Carney said many of the key reforms already have been implemented decisively and promptly and the FSB has now outlined plans to wind down troubled banks in an orderly way.

Chinese banks

No Canadian banks are among the globally systemically important banks listed by the FSB. That list includes huge banks such as HSBC, JPMorganChase, Deutsche Bank and Santander.

A significant amount of fund-raising will have to take place among Chinese banks, including Agricultural Bank of China, Bank of China and Industrial and Commercial Bank of China. China's government recently has eased capital requirements hoping to stimulate the economy.

The G20 tasked the FSB in 2009 with introducing reforms from increasing bank capital requirements to shining a light on derivatives markets and curbing bankers' bonuses.

G20 leaders meeting next week in Turkey will be asked to endorse a reform that requires the world's 30 top banks to issue a buffer of bonds by 2022 that can be written down to raise funds equivalent to 18 per cent of risk-weighted assets, if the lender goes bust.

$1.58 trillion to raise

Under the worse case scenario, the banks would have to issue a total of €1.1 trillion euros ($1.58 trillion Cdn) in bonds.

The bulk of this, or $1.08 trillion, would be in China and other emerging markets whose banks have been given an extra six years until 2028 to comply, the FSB said.

Banks could also plug the shortfall by issuing shares or retaining earnings.

"It is clear the benefits far exceed the costs of introducing this standard," Carney said.

Banks moved early to meet tougher capital requirements since the crisis to reassure investors about their solvency.

But Svein Andresen, FSB secretary-general, said he does not expect banks to necessarily rush headlong to meet TLAC rules early.

Matching rules

"Many banks have told us they will let existing liabilities run off and replace them in the course of normal refinancing," Andresen said.

The EU is applying a similar requirement on all banks based in the 28-country bloc with rules compatible with the total-loss-absorbing capacity set by the FSB. 
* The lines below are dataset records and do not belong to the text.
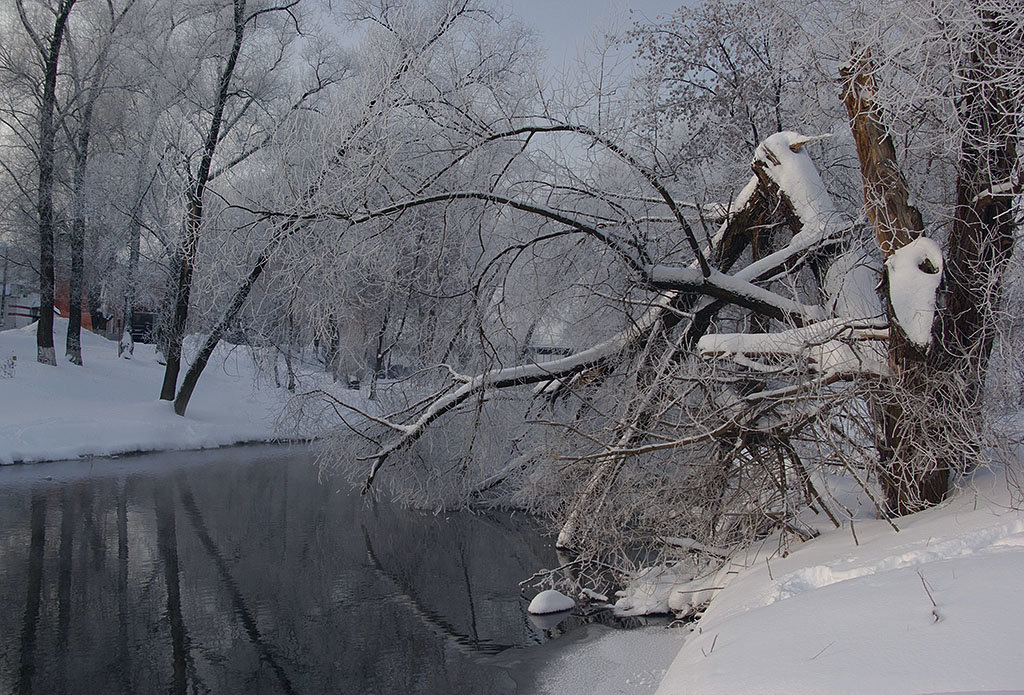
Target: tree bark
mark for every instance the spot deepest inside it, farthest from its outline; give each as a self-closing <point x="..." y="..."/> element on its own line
<point x="194" y="213"/>
<point x="50" y="53"/>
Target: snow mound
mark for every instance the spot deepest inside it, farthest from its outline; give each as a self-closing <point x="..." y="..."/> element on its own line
<point x="934" y="608"/>
<point x="550" y="601"/>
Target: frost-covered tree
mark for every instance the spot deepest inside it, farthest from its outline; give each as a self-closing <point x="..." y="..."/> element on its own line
<point x="736" y="353"/>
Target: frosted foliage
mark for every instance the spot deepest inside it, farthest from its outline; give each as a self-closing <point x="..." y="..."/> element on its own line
<point x="850" y="285"/>
<point x="914" y="272"/>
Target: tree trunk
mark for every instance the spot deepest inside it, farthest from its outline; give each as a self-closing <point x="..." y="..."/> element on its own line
<point x="73" y="348"/>
<point x="194" y="216"/>
<point x="47" y="135"/>
<point x="241" y="295"/>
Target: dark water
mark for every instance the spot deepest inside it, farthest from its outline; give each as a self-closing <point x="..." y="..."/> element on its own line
<point x="236" y="571"/>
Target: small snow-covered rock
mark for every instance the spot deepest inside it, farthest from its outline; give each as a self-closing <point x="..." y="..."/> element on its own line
<point x="550" y="601"/>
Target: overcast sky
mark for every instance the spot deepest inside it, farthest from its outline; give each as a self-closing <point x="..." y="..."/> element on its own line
<point x="565" y="26"/>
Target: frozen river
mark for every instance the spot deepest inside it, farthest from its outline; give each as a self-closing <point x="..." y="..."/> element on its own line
<point x="237" y="571"/>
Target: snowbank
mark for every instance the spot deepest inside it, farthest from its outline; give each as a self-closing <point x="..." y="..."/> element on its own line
<point x="933" y="609"/>
<point x="110" y="405"/>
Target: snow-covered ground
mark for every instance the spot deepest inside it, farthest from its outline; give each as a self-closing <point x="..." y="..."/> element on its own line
<point x="110" y="405"/>
<point x="935" y="608"/>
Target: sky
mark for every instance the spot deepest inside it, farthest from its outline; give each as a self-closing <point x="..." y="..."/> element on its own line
<point x="566" y="26"/>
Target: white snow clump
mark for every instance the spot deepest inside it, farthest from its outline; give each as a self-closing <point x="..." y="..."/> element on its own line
<point x="550" y="601"/>
<point x="914" y="271"/>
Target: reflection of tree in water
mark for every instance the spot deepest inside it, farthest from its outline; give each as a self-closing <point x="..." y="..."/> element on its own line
<point x="250" y="576"/>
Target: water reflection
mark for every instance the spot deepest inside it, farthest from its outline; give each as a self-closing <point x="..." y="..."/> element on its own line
<point x="237" y="571"/>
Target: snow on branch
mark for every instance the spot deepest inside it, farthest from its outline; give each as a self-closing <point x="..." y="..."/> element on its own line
<point x="520" y="375"/>
<point x="828" y="347"/>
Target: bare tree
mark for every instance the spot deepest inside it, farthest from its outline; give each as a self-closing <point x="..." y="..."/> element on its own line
<point x="47" y="43"/>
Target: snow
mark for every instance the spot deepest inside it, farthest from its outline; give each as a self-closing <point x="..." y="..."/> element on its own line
<point x="110" y="405"/>
<point x="550" y="601"/>
<point x="914" y="271"/>
<point x="829" y="347"/>
<point x="934" y="608"/>
<point x="786" y="162"/>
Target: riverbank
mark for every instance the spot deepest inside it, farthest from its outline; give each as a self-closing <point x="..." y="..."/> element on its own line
<point x="109" y="405"/>
<point x="861" y="609"/>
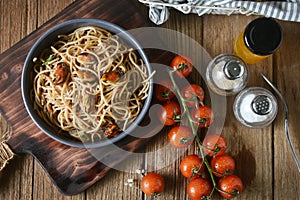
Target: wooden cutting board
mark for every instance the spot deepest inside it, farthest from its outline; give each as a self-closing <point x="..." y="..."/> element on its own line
<point x="71" y="169"/>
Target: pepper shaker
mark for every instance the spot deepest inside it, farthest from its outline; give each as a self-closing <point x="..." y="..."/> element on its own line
<point x="227" y="74"/>
<point x="255" y="107"/>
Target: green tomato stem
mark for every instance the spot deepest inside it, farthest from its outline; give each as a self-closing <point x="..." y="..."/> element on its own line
<point x="192" y="125"/>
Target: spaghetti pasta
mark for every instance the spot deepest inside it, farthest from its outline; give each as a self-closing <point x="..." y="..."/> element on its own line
<point x="90" y="84"/>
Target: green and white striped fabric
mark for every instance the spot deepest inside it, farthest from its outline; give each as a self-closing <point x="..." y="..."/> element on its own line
<point x="288" y="10"/>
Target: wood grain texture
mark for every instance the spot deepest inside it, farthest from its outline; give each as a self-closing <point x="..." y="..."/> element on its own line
<point x="71" y="169"/>
<point x="263" y="157"/>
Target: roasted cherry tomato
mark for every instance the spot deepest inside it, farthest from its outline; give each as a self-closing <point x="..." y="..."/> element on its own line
<point x="214" y="145"/>
<point x="203" y="115"/>
<point x="180" y="136"/>
<point x="193" y="94"/>
<point x="182" y="65"/>
<point x="191" y="165"/>
<point x="198" y="188"/>
<point x="152" y="184"/>
<point x="222" y="165"/>
<point x="164" y="90"/>
<point x="230" y="186"/>
<point x="170" y="113"/>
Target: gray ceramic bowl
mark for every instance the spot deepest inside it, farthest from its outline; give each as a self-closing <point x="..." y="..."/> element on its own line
<point x="45" y="42"/>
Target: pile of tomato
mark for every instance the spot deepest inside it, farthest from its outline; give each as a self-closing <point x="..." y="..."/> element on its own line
<point x="213" y="159"/>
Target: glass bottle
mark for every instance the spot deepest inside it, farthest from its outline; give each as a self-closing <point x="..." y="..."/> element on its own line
<point x="260" y="39"/>
<point x="226" y="74"/>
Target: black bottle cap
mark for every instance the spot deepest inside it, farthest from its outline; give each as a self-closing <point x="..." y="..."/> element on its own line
<point x="263" y="36"/>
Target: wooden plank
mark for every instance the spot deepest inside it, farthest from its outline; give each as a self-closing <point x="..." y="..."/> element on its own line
<point x="37" y="143"/>
<point x="286" y="78"/>
<point x="17" y="177"/>
<point x="251" y="148"/>
<point x="43" y="187"/>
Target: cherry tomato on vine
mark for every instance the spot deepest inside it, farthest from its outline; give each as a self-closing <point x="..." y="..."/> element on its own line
<point x="232" y="186"/>
<point x="223" y="165"/>
<point x="191" y="165"/>
<point x="214" y="145"/>
<point x="198" y="188"/>
<point x="182" y="65"/>
<point x="180" y="136"/>
<point x="170" y="113"/>
<point x="203" y="115"/>
<point x="152" y="184"/>
<point x="193" y="94"/>
<point x="164" y="90"/>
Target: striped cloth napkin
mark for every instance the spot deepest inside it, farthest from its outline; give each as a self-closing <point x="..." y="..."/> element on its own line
<point x="288" y="10"/>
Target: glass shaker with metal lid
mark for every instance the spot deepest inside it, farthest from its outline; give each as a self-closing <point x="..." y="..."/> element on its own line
<point x="226" y="74"/>
<point x="255" y="107"/>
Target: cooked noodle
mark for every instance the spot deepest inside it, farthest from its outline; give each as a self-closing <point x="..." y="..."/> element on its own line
<point x="89" y="81"/>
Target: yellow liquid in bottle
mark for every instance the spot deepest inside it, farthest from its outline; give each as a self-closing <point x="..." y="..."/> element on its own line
<point x="241" y="50"/>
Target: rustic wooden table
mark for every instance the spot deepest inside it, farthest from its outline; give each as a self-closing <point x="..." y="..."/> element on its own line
<point x="264" y="160"/>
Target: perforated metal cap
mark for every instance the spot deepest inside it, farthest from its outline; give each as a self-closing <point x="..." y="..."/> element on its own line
<point x="255" y="107"/>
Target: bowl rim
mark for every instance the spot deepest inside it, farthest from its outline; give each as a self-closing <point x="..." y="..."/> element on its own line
<point x="115" y="29"/>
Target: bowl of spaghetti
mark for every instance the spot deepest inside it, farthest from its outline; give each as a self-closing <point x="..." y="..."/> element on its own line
<point x="87" y="83"/>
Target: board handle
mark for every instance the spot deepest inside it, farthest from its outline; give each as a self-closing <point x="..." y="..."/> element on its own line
<point x="6" y="154"/>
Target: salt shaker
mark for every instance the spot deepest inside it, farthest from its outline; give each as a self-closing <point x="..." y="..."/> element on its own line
<point x="255" y="107"/>
<point x="226" y="74"/>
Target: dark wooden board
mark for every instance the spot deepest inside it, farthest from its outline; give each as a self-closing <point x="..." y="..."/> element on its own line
<point x="71" y="169"/>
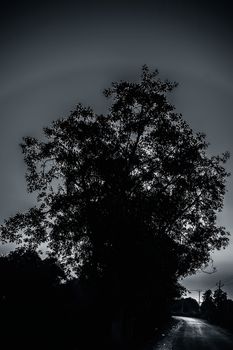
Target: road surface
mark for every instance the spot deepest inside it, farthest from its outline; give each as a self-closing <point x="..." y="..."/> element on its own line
<point x="195" y="334"/>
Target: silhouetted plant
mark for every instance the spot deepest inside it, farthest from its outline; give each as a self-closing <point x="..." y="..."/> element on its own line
<point x="128" y="199"/>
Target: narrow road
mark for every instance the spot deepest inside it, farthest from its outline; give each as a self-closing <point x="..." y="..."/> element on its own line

Like the U.S., Canada is applying similar rules to all its banks. Canadian banks weathered the financial crisis in part because of stricter regulation, including capital rules. The current assets-to-capital ratio will soon be replaced by a ratio based on a method agreed upon by regulators in Basel.

"Countries must now put in place the legislative and regulatory frameworks for these tools to be used," Carney said in a letter to G20 leaders.